Literature Evaluated

  • A total of 80 references were retrieved.
  • One author performed a title and abstract scan on each retrieved study. The second author reviewed 10% of studies for reliability.
  • Disagreements were resolved through discussion.

Sample Characteristics

  • A final number of 27 studies were included in the review.
  • Sample range across studies was 14–480.
  • Of the 27 studies (published between 1999 and 2009), 22 interventions focused on patients and family caregiver (dyad focus; too few studies focused on a multi-member family unit were found to include).
  • Sample studies included patients with early-stage breast, gynecologic, and prostate cancers; all stage central nervous system tumors; and cancer-related pain; as well as patients undergoing chemotherapy.

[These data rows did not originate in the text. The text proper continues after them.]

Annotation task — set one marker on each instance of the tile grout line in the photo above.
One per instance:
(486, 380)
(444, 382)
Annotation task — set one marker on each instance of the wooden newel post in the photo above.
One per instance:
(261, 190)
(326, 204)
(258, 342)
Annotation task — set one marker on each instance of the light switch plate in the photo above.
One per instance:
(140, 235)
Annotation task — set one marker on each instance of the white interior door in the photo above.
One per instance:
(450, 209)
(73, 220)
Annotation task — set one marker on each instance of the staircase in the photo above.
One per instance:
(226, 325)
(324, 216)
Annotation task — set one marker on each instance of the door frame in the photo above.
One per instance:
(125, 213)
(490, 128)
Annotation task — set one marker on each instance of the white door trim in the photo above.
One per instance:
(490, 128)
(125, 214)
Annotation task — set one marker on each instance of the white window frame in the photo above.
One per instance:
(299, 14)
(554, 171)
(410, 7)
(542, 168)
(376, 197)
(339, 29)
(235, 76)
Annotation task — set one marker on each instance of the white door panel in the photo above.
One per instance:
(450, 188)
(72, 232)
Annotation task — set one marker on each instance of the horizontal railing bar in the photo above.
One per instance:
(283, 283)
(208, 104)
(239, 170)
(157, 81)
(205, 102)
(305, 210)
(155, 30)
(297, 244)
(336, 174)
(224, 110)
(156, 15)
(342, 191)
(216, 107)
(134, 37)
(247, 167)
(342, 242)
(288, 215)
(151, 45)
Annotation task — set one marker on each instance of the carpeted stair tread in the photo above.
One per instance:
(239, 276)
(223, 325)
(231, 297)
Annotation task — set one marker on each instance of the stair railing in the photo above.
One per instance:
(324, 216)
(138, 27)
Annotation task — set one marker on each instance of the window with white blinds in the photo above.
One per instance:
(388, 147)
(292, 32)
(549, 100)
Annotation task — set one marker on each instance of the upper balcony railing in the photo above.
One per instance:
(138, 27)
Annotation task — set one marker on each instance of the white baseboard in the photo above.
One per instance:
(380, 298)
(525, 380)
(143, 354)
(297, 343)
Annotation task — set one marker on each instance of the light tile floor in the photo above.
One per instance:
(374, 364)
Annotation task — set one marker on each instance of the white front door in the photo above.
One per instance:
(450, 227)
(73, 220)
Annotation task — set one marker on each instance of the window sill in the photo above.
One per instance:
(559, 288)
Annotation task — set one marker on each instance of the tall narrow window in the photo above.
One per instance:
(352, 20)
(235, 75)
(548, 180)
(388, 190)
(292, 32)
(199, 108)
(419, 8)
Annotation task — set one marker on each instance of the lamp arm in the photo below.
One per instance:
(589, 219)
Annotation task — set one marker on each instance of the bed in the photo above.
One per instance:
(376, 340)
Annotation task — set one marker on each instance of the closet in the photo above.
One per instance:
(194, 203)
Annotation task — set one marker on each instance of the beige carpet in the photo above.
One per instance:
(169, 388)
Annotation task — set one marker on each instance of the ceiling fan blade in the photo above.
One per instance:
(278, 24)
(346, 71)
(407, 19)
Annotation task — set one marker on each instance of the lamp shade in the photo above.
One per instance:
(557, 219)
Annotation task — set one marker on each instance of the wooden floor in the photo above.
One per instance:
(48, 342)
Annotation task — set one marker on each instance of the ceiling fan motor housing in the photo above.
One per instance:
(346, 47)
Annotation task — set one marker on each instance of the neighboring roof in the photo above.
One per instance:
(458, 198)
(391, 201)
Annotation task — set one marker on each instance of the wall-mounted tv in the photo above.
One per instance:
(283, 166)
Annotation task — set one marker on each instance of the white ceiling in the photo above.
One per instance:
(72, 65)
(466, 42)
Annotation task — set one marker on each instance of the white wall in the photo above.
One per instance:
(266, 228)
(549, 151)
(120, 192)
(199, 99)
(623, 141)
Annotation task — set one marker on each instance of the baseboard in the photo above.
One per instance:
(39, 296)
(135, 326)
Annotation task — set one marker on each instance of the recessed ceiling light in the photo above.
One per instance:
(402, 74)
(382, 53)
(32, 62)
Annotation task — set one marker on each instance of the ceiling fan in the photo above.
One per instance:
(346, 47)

Phase of Care and Clinical Applications

  • Active antitumor treatment phase   
  • Elder care; palliative care

Results

Dyad-focused nonpharmacologic interventions may improve coping and emotional support. High attrition related to the practical burdens associated with trial participation and care of a seriously ill patient impact the design and conduct of RCTs to test these interventions, but adverse events are few. Interventions that promote interactions within the dyad are more likely to have a measurable effect on emotional health outcomes than those targeted to a single member of the pair. Few studies are theory-based.

Conclusions

Dyadic interventions that promote interaction appear to be beneficial to impact anxiety, depression, and distress in patients with cancer and the family members who care for them.

Limitations

The review was limited to English language studies.

Nursing Implications

High attrition rates in studies imply that it is important to match the intensity/complexity of an intervention with the dyad’s ability/willingness to participate fully, or risk drop out. Further theory development and testing are needed to guide design and conduct of future studies in this area.